For the purposes of this question we will assume $\mathbb{N}$ includes 0. Let, $n,a,b \in \mathbb{Z}$. Suppose $\gcd(n,a) = 1$ and $n|ab$. I aim to prove that $n|b$.

By the fundamental theorem of arithmetic, $n,a,b$ all have prime factorization. Let $r \in \mathbb{Z}$. Let $p_1 < p_2 < ... < p_r$ be distinct primes, for $r \in \mathbb{N}$. Let $i \in \mathbb{N}$ such that $1 \leq i \leq r$. Let $\eta_i, \alpha_i, \beta_i \in \mathbb{N}$ be the powers of the primes in each of the prime factorizations of $n, a$ and $b$, such that:

$ n = p_1^{\eta_1} \cdot p_2^{\eta_2} \cdot p_2^{\eta_3} \cdot ... \cdot p_r^{\eta_r} \\ \\ a = p_1^{\alpha_1} \cdot p_2^{\alpha_2} \cdot p_2^{\alpha_3} \cdot ... \cdot p_r^{\alpha_r} \\ \\ b = p_1^{\beta_1} \cdot p_2^{\beta_2} \cdot p_2^{\beta_3} \cdot ... \cdot p_r^{\beta_r} \\ $

With this notation we have that $ab = p_1^{\alpha_1 + \beta_1} \cdot p_2^{\alpha_2 + \beta_2} \cdot p_2^{\alpha_3 + \beta_3} \cdot ... \cdot p_r^{\alpha_r + \beta_r}$

We have that, $n|ab$. Hence, $\exists k \in \mathbb{Z}$ such that $nk = ab$. That means that $n \leq ab$ and in particular, $\eta_i \leq \alpha_i + \beta_i$. As well, since $\gcd(n,a) = 1$, the only common divisors $n$ and $a$ is $1$. That means it impossible for a prime divisor of $n$ to also be a prime divisor of $b$. Using our notation, it must be the case that for any $i$, if $\eta_i > 0$ then $\alpha_i = 0$ and if $\alpha_i > 0$ then $\eta_i = 0$. If that were not the case then gcd($n,a$) $\neq 1$.

But now, since $nk = ab$ and gcd($n,a$) = 1, then $\exists k'$ such that $nak' = ab$. That implies that $nk' = b$. By definition of division, that implies that $n|b$.

Answer 1

Your proof looks correct.
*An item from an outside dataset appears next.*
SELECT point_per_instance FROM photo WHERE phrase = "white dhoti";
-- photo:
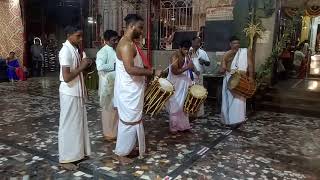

In the last paragraph you could explain a bit more in details why there is such $k'$, but I believe you understand why is this the case. It just follows from the fact that the power of each prime $p_i$ in $na$ is either $\alpha_i$ or $\eta_i$, and both are not bigger than $\alpha_i+\beta_i$.

But there is also a much shorter proof, which doesn't use prime factorization. If $\gcd(n,a)=1$ then there are integers $k,l\in\mathbb{Z}$ such that $ka+ln=1$. Multiply this by $b$ to get $kab+lnb=b$. Since $n$ divides both $kab$ and $lnb$, it follows that $n|b$ as well.

Answer 2

Another proof of this, but using multisets (you can have repeated elements): Let A, B, N be the multiset that contains the prime factorization of a,b,n.

$n \mid ab \implies N \subseteq (A+B)$, but as $N \cap A=\emptyset$ because $gcd(n,a)=1$, then $N \subseteq B \implies n \mid b$

Answer 3

Write $d(r)$ for the denominator of a rational $r$ (when written in lowest terms).

$a$ and $n$ are coprime, so $d(a/n)=n$.

Let $d(b/n)=m$. Then $1/m$ is a multiple of $1/n$, so $m\mid n$.

$n\mid ab$, so $ab/n$ is an integer, so $m\mid a$. But $a$ and $n$ are coprime, so $m=1$, so $b/n$ is an integer, i.e. $n\mid b$.